A special court in Bangladesh has sentenced at least 152 soldiers to death over a bloody border guard mutiny in 2009.
The court also sentenced another 160 people to life in prison, including a former member of the main opposition Bangladesh Nationalist Party.
Around 850 people had been accused of involvement in the bloody rampage that broke out in the capital Dhaka.
It quickly spread to a dozen other towns and left 74 people dead.
Prosecutor Mosharraf Hossain Kajol confirmed the court had sentenced 152 people to death.
"The court announced the death sentence to them for the heinous killing of the country's brave sons," he said.

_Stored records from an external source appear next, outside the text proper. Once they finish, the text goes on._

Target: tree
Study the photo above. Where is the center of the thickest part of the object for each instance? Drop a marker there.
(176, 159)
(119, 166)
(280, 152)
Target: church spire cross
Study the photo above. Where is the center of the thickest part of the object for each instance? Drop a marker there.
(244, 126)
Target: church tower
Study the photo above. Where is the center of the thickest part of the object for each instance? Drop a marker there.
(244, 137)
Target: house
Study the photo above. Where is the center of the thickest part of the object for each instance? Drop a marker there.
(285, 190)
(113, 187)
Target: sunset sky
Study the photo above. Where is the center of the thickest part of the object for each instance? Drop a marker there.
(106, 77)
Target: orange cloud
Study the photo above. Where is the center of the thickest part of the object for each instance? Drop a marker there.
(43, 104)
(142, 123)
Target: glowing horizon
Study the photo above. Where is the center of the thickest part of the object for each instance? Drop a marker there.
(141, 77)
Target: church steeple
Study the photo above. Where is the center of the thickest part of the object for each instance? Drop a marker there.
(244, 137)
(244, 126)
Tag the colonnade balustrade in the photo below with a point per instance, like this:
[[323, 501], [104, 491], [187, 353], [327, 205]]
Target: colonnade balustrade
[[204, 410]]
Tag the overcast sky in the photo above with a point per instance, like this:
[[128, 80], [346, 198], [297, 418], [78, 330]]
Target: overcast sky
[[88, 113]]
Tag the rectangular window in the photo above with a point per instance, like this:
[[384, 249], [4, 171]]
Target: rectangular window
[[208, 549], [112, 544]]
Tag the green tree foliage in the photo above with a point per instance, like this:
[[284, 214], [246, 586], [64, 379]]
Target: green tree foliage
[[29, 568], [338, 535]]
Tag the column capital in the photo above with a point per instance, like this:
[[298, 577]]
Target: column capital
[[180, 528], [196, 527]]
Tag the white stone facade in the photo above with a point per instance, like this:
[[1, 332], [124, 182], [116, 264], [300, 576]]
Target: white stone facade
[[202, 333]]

The court also acquitted 171 soldiers, while others got jail terms of up to ten years and fines.
Grievances over different facilities for army and border guards led to the mutiny, Judge Mohammad Akhtaruzzaman said in comments accompanying the verdict.
"It also aimed to tarnish the image of the army in the outside world, where it has built up a reputation in performing UN peacekeeping duties," he added.
The mutiny shook the stability of Prime Minister Sheikh Hasina's newly elected government, which ended the revolt by negotiating a settlement.
The then chief of the roughly 48,000-strong paramilitary force was among those killed in the 33-hour rampage.
Others included 57 top and middle-ranking army officers deputed to the force, as well as several civilians.